Script: new-referrer-rss – generate RSS feed of new referrer URLs from access_log


new-referrers-rss nameofsite [source ...] > new-referrers.xml


Given the name of a web site, and a selection of Apache combined log format ‘access_log’ files containing referrer URL data, this will generate an RSS feed containing the latest referrers.

The script should be run periodically with ‘fresh’ access_log data, from cron.

This entry was posted in Uncategorized and tagged , , , , , . Bookmark the permalink. Both comments and trackbacks are currently closed.

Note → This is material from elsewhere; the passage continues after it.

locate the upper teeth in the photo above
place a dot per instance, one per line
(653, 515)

  1. Posted May 10, 2006 at 00:54 | Permalink

    Hi Justin.

    Thats a great Idea! one small nit. you need to put a full URL into the RSS ‘link’ feed for it to validate.

    eg. $rssfile->channel( title => “New referrers for $site”, description => “New referrers for $site”, link => “http://$site”, );

  2. Posted May 10, 2006 at 01:58 | Permalink

    Nice, but what about the referrer spammers??

  3. Posted May 10, 2006 at 06:32 | Permalink

    Any reason you’re generating RSS rather than Atom? :)

  4. Posted May 10, 2006 at 06:56 | Permalink

    Hey Justin, what the heck is that read_history() BS? Something wrong with a good ol’ tie to a DB? If you get lots of referrers over time, that read_history thing is going to get really ugly. Plus you can cut the code in like half by just tieing to a DB.

  5. Posted May 10, 2006 at 13:24 | Permalink

    wow comments!

    Ian: thanks, good point, I’d missed that. I should really have tried validating the output before posting ;) Fixed now.

    Michele: actually, referrer spam hasn’t been a problem. The script requires that the target exist (ie. have a 200 return code) — so that cuts down the referrer spam I get that produces 404 error codes from hitting nonexistent paths. Some ref spammers — the ones that hit “/” — get through, but don’t cause much irritation; once a site is listed once, it won’t be listed again. So you would typically spot one or two ref spammers in the output for the first couple of runs (from old data), then after that there’d be only one or two every week or two.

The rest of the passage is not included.